= Self-defense (United States) =

Form of affirmative defense in response and justification of violent or immediate acts

In the United States, self-defense is an affirmative defense that is used to justify the use of force by one person against another person under specific circumstances.

==General rule==
In the U.S., the general rule is that "[a] person is privileged to use such force as reasonably appears necessary to defend him or herself against an apparent threat of unlawful and immediate violence from another." In cases involving non-deadly force, this means that the person must reasonably believe that their use of force was necessary to prevent imminent, unlawful physical harm. When the use of deadly force is involved in a self-defense claim, the person must also reasonably believe that their use of deadly force is immediately necessary to prevent the other's infliction of great bodily harm or death. Most states no longer require a person to retreat before using deadly force. In the minority of jurisdictions which do require retreat, there is no obligation to retreat when it is unsafe to do so or when one is inside one's own home.

===Exceptions, limitations, and imperfect defense===
A person who was the initial aggressor cannot claim self-defense as a justification unless they abandon the combat or the other party has responded with excessive force. If the aggressor has abandoned the combat, they normally must attempt to communicate that abandonment to the other party.

In the past, one could resist an unlawful arrest and claim self-defense, however the modern trend is to move away from that rule.

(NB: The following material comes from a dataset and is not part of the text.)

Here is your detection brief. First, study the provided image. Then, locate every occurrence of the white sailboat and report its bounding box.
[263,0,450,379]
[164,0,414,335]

In most jurisdictions allowing a person to resist an unlawful arrest, the state requires that the unlawful arrest be accompanied by excessive force. The older view is represented by the U.S. Supreme Court case Bad Elk v. United States where an off-duty Sioux police officer was granted a new trial after being convicted of killing an on-duty police officer who was attempting to illegally arrest the man, because, at the initial trial, the jury was not instructed that it could convict on a lesser offense, such as manslaughter.

In some jurisdictions, there is an imperfect self-defense rule, where an individual who mistakenly believes that he was justified in using deadly force in self-defense, but is not legally justified, may have a murder conviction reduced to a manslaughter conviction instead.

===Retreat===

A majority of U.S. jurisdictions do not follow the common law rule that a person must retreat prior to using deadly force, but rather have rejected this theory via statutory law in what are known as "stand your ground laws", which explicitly remove the duty to retreat. Whether the person retreated may, however, be relevant as to the reasonableness of the use of deadly force, where there isn't an explicit statutory law which affirmatively removes the duty. Under the common law rule and the rule in a minority of states, the actor must have shown that he or she retreated prior to using deadly force unless: 1) it was not safe to retreat; or 2) the incident occurred at the actor's home. In addition, the Model Penal Code requires retreat or compliance, if it can be done with complete safety.